Luiz Carlos Merten
Há algo de belo e misterioso em Beduíno, como em todo filme de Júlio Bressane, mas há algo de especial neste que, de certa forma, pode ser considerado uma súmula do autor. Bressane apresentou Beduíno no Festival de Brasília do ano passado. Há 50 anos, ele iniciava, em Brasília, sua singular trajetória com Cara a Cara. Na apresentação do novo filme, Bressane convidou o público a se libertar de prejulgamentos e curtir alguma coisa “tão fora do habitual a que está acostumado a se nutrir”. É uma espécie de jogo. Lúdico e inteligente, talvez exigente, mas menos complicado do que outros filmes por ele realizados.
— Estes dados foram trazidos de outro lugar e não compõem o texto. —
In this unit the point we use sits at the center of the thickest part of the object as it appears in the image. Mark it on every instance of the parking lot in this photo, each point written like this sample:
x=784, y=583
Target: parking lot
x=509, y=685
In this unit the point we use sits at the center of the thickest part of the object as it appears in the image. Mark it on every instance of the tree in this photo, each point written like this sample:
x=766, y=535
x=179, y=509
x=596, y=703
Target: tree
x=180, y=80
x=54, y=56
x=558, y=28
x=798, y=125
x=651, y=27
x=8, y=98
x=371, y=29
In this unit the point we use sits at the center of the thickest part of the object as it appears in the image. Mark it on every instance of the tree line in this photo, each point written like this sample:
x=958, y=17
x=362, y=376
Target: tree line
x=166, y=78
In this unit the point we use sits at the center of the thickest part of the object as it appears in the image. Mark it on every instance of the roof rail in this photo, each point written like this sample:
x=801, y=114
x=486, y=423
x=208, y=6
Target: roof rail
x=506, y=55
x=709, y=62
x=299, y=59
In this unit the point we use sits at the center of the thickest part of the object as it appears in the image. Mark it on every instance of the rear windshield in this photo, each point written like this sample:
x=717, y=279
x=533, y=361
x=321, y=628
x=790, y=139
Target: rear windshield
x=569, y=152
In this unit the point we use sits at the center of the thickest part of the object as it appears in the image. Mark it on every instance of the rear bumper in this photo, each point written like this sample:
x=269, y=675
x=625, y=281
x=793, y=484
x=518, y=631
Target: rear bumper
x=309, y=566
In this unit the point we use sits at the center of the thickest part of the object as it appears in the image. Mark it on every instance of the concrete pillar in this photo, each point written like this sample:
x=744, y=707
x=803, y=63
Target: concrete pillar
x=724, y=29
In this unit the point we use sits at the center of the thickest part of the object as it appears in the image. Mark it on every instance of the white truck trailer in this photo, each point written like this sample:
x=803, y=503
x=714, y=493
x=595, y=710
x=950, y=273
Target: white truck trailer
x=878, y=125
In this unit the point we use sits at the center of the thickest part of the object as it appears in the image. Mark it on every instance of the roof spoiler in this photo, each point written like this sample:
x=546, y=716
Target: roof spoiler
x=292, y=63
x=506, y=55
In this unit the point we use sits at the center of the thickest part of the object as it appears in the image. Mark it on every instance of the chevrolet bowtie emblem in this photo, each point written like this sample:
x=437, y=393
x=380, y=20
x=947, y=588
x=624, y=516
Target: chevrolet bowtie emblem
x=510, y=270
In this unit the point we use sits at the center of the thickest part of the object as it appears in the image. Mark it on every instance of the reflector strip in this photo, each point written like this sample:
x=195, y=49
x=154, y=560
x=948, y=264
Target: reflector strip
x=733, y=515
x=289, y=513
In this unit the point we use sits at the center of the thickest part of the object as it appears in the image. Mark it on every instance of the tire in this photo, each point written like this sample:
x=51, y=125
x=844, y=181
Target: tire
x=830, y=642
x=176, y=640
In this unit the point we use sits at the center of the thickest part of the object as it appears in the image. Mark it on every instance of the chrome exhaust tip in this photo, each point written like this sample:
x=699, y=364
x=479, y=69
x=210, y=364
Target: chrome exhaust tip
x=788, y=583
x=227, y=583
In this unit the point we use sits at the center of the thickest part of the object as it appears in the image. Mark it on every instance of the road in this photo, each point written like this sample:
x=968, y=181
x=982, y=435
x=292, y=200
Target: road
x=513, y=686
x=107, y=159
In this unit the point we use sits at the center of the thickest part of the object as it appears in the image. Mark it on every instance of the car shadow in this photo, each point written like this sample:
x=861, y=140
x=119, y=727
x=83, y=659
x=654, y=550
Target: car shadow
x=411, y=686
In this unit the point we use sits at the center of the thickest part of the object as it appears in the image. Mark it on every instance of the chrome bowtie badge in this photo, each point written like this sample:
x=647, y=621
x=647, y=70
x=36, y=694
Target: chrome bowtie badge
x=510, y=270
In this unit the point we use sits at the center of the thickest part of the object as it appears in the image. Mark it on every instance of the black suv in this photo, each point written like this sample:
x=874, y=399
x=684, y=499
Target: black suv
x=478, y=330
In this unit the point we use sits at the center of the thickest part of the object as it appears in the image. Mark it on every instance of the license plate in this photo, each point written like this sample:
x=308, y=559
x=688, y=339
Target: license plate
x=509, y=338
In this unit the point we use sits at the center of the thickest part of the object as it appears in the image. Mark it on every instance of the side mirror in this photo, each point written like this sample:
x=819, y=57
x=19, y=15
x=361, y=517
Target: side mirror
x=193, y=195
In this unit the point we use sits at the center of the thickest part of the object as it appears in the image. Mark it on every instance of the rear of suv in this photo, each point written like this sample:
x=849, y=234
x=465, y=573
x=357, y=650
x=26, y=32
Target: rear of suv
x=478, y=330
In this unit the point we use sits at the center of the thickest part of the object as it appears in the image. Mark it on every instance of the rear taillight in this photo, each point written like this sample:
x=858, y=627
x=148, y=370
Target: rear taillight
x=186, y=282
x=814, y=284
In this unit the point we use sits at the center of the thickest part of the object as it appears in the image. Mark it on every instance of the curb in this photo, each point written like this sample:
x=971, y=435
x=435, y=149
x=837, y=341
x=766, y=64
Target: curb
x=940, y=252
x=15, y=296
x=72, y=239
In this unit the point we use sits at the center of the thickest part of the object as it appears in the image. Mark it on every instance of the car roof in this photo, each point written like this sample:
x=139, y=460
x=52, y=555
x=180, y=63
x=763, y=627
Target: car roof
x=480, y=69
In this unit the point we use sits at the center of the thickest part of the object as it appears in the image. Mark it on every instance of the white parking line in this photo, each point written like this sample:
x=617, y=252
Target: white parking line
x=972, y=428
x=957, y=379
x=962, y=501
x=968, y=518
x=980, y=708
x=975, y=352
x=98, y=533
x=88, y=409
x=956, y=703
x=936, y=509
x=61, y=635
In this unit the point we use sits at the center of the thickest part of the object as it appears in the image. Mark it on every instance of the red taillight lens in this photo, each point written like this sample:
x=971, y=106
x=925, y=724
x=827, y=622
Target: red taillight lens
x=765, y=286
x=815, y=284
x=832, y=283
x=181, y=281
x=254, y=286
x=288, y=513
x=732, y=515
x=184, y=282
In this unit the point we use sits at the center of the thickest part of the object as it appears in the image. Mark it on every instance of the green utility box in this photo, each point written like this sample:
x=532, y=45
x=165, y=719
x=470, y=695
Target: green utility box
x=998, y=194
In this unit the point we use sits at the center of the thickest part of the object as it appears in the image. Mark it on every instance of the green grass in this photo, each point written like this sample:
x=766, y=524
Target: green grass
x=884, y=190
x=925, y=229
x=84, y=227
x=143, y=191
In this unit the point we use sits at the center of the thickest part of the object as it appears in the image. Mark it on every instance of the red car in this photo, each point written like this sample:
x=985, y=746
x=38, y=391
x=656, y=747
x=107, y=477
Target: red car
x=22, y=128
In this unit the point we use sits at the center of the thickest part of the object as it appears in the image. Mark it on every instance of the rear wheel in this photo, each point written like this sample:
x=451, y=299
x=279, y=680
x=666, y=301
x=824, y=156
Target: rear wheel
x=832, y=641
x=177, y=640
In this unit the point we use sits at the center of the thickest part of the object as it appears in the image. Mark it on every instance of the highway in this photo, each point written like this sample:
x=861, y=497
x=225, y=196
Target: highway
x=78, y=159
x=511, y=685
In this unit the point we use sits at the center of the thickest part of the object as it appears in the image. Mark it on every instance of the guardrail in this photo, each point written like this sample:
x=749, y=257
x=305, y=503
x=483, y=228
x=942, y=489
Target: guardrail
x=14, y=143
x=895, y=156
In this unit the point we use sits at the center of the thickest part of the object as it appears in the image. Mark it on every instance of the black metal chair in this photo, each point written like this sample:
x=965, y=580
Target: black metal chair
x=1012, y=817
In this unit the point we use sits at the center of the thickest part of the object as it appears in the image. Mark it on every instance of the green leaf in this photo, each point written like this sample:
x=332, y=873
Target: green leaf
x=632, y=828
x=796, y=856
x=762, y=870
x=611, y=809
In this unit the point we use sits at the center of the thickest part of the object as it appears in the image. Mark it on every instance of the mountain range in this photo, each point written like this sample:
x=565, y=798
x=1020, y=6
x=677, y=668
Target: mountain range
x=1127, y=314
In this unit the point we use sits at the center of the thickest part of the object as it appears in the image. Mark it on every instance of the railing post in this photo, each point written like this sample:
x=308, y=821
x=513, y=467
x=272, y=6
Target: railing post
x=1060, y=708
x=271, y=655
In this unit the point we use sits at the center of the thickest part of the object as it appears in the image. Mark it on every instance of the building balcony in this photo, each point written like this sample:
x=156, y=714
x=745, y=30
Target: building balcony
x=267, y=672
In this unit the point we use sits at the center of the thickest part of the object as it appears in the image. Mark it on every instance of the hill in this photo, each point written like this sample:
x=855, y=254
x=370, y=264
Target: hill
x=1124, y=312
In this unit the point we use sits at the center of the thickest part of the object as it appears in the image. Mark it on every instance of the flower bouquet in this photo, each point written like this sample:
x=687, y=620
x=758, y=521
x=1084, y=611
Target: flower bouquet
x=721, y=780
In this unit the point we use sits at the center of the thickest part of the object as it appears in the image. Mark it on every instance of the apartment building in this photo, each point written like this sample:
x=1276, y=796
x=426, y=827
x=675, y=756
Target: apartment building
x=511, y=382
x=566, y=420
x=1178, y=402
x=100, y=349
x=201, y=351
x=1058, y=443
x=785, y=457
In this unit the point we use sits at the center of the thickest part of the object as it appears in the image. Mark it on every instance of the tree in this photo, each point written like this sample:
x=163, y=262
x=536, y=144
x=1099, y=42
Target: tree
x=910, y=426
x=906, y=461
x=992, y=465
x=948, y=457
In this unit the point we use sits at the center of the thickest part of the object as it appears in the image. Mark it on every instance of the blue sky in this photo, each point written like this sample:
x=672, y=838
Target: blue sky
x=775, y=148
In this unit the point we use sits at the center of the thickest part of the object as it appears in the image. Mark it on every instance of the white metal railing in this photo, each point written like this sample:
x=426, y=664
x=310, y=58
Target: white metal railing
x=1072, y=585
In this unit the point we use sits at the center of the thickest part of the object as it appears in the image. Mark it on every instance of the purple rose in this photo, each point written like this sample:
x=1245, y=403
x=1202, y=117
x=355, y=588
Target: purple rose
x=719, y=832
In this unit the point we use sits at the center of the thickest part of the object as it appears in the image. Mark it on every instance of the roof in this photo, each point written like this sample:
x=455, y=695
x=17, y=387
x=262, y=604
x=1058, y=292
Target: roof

Em cena, dois atores perfeitamente integrados ao universo bressaniano – Alessandra Negrini e Fernando Eiras. Formam um casal não convencional, claro, e, antes mesmo que entrem em cena, o filme abre-se com um cartão colocado em frente à câmera, simulando um buraco de fechadura. Nós, o público, somos convidados a entrar na intimidade. Do casal? Não, de uma filmagem. Beduíno adota a forma do filme dentro do filme. Na verdade, vai além e faz um inventário de criações passadas no cinema do autor.
Em 1971, ele fez, em seu exílio na Inglaterra, um filme chamado Memórias de um Estrangulador de Loiras, em que Guará Rodrigues comete uma série de assassinatos (de loiras, naturalmente) no ambiente insuspeito de um parque de Londres. O estrangulador volta agora por meio de Eiras, que faz um escritor e imagina a história. Alessandra e ele imaginam muita coisa em cena. Liberam corpos e instintos num verdadeiro teatro de luz. Um trenzinho elétrico viaja pelo corpo escultural da atriz. Sua nudez é posada, e há até uma simulação de batalha, que extrapola o sexo, entre os dois. Guerra mesmo.
Nada é realista. Tudo pertence ao universo da representação. “O cinema é um organismo que atravessa todas as artes, todas as ciências, atravessa a vida”, Bressane diz. “Não pode ficar amarrado a esse gosto médio dominante.” No limite, Beduíno é sobre o cinema como mídia. Evoca os pioneiros, revisita os velhos ateliês de pintura – quando havia pintura, Bressane provoca, e o quadro era feito por muitas mãos. Nessa busca por uma nova realidade – “evocação à imaginação, à ficção, à memória, aos sonhos, à poesia, à música” -, violado o buraco da fechadura, Alessandra e Eiras, na liberdade de suas encenações, viram a própria imagem de Beduíno.